Pada masa kecil, Beliau adalah seorang
pangeran, bernama Siddharta. Pangeran
Siddharta dilahirkan dalam sebuah keluarga
kerajaan. Ayahnya adalah seorang raja yang
memerintah di kota Kapilavasthu. Pangeran
Siddharta dilahirkan pada tahun 623 sebelum
Masehi, jadi sekitar 2600 tahun yang lalu di
Taman Lumbini, saat Ratu Maha Maya berdiri memegang dahan pohon sal. Pada saat ia lahir,
dua arus kecil jatuh dari langit, yang satu dingin sedangkan yang lainnya hangat. Arus
tersebut membasuh tubuh Siddhartha.
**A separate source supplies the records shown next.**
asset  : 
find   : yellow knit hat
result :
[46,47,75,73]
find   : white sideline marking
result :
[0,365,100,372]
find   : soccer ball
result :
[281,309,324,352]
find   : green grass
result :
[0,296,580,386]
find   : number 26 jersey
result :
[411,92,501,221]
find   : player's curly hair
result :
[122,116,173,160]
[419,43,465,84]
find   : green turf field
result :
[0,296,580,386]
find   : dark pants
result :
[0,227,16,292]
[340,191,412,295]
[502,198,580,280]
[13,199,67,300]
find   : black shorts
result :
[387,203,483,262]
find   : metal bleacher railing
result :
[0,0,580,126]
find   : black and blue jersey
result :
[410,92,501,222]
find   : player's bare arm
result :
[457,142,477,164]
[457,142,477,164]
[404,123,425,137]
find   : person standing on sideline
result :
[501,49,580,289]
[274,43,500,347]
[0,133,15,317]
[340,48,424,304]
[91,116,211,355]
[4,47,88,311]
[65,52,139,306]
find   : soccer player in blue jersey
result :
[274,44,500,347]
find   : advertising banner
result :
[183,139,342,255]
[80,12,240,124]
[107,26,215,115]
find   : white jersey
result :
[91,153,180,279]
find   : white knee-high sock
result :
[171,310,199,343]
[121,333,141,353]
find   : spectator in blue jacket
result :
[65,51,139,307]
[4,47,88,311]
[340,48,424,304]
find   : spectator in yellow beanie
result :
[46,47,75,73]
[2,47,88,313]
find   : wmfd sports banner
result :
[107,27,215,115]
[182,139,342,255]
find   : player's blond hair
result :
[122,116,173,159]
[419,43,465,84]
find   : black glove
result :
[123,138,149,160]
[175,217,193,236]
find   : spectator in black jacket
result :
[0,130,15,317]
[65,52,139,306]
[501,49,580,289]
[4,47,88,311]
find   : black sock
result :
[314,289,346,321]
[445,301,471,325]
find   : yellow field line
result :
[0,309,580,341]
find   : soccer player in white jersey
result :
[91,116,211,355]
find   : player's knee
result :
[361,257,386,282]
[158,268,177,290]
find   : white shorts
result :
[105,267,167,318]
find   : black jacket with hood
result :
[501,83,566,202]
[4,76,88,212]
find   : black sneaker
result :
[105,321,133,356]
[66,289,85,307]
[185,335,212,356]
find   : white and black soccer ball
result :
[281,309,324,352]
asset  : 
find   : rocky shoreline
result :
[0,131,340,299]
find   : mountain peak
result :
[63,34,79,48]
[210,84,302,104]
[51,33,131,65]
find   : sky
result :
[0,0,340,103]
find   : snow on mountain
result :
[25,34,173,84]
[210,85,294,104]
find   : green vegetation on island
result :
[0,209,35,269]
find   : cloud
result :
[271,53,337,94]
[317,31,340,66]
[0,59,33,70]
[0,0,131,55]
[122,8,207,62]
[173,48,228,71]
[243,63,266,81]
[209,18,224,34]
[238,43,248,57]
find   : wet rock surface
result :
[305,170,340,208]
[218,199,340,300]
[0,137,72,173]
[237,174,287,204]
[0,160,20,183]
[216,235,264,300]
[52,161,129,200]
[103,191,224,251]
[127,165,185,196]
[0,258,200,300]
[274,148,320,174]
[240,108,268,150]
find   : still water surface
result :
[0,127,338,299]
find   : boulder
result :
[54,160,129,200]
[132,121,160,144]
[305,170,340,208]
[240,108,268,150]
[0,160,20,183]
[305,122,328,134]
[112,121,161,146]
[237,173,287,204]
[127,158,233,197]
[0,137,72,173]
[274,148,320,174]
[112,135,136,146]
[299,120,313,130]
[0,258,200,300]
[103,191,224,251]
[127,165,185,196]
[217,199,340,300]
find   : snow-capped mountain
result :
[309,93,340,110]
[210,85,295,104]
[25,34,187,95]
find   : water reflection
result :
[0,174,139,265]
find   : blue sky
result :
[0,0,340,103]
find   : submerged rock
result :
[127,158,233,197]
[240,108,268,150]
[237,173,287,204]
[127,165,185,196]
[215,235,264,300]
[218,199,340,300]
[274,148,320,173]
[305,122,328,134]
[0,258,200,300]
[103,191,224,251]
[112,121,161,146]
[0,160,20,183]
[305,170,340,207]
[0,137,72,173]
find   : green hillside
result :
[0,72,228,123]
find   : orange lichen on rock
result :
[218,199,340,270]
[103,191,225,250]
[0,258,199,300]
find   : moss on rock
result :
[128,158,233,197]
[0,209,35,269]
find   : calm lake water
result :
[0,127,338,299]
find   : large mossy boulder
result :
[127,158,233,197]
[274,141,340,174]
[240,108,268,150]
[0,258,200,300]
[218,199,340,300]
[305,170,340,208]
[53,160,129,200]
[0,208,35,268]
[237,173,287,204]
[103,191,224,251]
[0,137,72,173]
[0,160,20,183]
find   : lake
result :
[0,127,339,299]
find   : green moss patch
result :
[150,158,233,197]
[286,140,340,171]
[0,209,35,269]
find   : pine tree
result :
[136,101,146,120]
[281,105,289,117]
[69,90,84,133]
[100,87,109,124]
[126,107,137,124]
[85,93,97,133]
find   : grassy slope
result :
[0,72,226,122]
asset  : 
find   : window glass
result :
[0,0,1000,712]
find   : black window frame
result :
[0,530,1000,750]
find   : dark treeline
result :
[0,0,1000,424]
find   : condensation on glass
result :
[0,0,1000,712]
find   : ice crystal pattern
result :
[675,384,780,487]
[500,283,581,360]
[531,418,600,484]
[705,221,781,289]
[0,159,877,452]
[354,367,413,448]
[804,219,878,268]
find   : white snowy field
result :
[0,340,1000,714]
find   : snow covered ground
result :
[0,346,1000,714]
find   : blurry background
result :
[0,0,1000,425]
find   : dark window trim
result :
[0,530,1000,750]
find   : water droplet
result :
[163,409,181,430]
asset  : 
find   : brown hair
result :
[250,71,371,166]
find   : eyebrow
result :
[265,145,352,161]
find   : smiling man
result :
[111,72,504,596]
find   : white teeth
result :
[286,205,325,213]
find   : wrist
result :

Siddhartha lahir dalam keadaan bersih tanpa noda,
berdiri tegak dan langsung dapat melangkah ke arah utara, berpijak bunga teratai. Oleh para
pertapa di bawah pimpinan Asita Kaladewala diramalkan bahwa Pangeran Siddharta kelak
akan menjadi Maharaja Diraja atau akan menjadi seorang Buddha. Mendengar ramalan
tersebut Sri Baginda menjadi cemas, karena apabila Sang Pangeran menjadi Buddha, tidak
ada yang akan mewarisi tahta kerajaannya. Oleh pertanyaan Sang Raja, para pertapa itu
menjelaskan agar Sang Pangeran jangan sampai melihat empat macam peristiwa, atau ia akan
menjadi pertapa dan menjadi Buddha.
Kata-kata pertapa Asita membuat Baginda tidak tenang siang dan malam, karena
khawatir kalau putra tunggalnya akan meninggalkan istana dan menjadi pertapa, mengembara
tanpa tempat tinggal. Untuk itu Baginda memilih banyak pelayan untuk merawat Pangeran
Siddharta, agar putra tunggalnya menikmati hidup keduniawian. Segala bentuk penderitaan
berusaha disingkirkan dari kehidupan Pangeran Siddharta, seperti sakit, umur tua, dan
kematian. Sehingga Pangeran hanya mengetahui kenikmatan duniawi.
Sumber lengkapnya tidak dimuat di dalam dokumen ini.